Widziała oczami pamięci swoją małą siostrzyczkę, jego... W jej uszach rozbrzmiewał radosny śmiech dziewczynki oraz Anioła.
W dniu, w którym doznała wypadek, miała odwiedzić swoją przyjaciółkę Jasmine.
Idąc drogą zauważyła dym dobiegający z budynku oraz krzyk chłopca. Małego chłopca.
Bez chwili stracenia pobiegła w tamtą stronę, widząc jak w innych pokojach budynku są płomienie ognia.
Wbiegła do niego mimo sprzeciwień innych ludzi, którzy również próbowali uratować malca. Ona się jednak nie poddała. Nie mogła dopuścić, aby mała istota odeszła z tego świata.
W tym momencie pustka. Jej wspomnienia się zakończyły. Nic więcej nie pamiętała. Nawet tego, kogo uratowała.
Lekarze robiąc pochód patrzyli na nią i cicho szeptali, dziwiąc się, że jej ciało nie zostało uszkodzone. Pielęgniarki już nawet nie dawały jej żadnych leków.

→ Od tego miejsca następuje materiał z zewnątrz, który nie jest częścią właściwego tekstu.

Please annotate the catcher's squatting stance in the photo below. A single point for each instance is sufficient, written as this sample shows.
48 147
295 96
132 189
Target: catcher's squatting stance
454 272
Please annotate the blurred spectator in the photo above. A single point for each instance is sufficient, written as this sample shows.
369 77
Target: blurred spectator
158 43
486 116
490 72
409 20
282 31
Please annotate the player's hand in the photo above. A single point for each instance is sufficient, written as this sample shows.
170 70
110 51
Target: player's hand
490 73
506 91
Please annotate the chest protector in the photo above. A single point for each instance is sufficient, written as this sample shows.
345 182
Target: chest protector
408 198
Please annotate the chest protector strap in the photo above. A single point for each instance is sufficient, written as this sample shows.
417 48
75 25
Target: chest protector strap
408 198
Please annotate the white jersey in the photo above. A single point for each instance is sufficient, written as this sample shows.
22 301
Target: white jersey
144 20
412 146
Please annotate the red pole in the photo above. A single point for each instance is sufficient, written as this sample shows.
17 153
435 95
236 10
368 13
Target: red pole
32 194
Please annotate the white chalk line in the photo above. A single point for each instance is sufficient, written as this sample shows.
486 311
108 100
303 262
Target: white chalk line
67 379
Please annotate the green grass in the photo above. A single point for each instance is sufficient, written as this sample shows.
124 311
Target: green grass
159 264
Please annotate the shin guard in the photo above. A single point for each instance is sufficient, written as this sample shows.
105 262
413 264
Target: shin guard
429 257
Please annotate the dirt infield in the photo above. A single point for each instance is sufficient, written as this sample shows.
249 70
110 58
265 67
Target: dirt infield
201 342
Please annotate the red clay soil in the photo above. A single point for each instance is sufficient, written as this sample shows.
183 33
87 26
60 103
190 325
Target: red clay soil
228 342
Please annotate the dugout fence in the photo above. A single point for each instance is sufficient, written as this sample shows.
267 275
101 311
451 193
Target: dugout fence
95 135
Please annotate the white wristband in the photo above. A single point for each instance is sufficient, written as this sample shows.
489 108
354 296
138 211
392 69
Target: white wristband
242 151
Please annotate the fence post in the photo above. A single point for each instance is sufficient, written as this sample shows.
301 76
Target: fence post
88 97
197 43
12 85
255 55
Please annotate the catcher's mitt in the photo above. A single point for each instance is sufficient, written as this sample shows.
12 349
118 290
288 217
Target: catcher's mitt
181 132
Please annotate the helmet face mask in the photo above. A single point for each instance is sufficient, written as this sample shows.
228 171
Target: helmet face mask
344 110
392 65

Któregoś popołudnia Amanda dostała wspaniałą wiadomość. Została wypisana.
Dziewczyna czuła radość, która zaraz potem miała zniknąć. Dlaczego?
Była sama. Jej przyjaciółka wyjechała z chłopakiem do innego miasta. Nie miała nikogo, z kim mogła by porozmawiać. Nawet Michael nie raczył ją odwiedzić.
Będąc już w domu, spojrzała na zdjęcie swojej siostrzyczki oraz tajemniczego mężczyzny.
- Sądziłam, że słowa dotrzymasz. Jednak się myliłam. - rzekła, czując napływające łzy.
Wpatrując się w małą ramkę, usłyszała po jakimś czasie pukanie w drzwi.
Otrząsnęła się z myśli i przecierając oczy, poszła otworzyć.
Uchylając brązowe drzwi, ujrzała tego, kogo tak długo wyczekiwała.
Michael uśmiechnął się do niej, poprawiając swoje ubranie, które wyglądało inaczej niż pamiętała.
- Witaj. Tęskniłaś? - zapytał śmiejąc się głośno, kiedy dziewczyna mocno go przytuliła.
- Myślałam już, że zapomniałeś o mnie. - odpowiedziała cicho, płacząc w jego pierś.
- Nigdy bym o tobie nie zapomniał. Jesteś w moim sercu cały czas.
Po chwili oboje weszli w głąb domu, a dziewczyna spuściła nieco głowę.
Mężczyzna podniósł jej podbródek i spojrzał jej w oczy. Jej spojrzenie wyrażało wiele emocji, wiele iskier zaczęło błyszczeć.
- Wiesz, ja... ja muszę ci coś powiedzieć. - zaczął niepewnie. - Nie mogę już być twoim Aniołem Stróżem.
Dziewczyna czuła jak jej serce pęka. Ten mężczyzna... już nieważne, że był aniołem. Pokochała go! Tak, pokochała.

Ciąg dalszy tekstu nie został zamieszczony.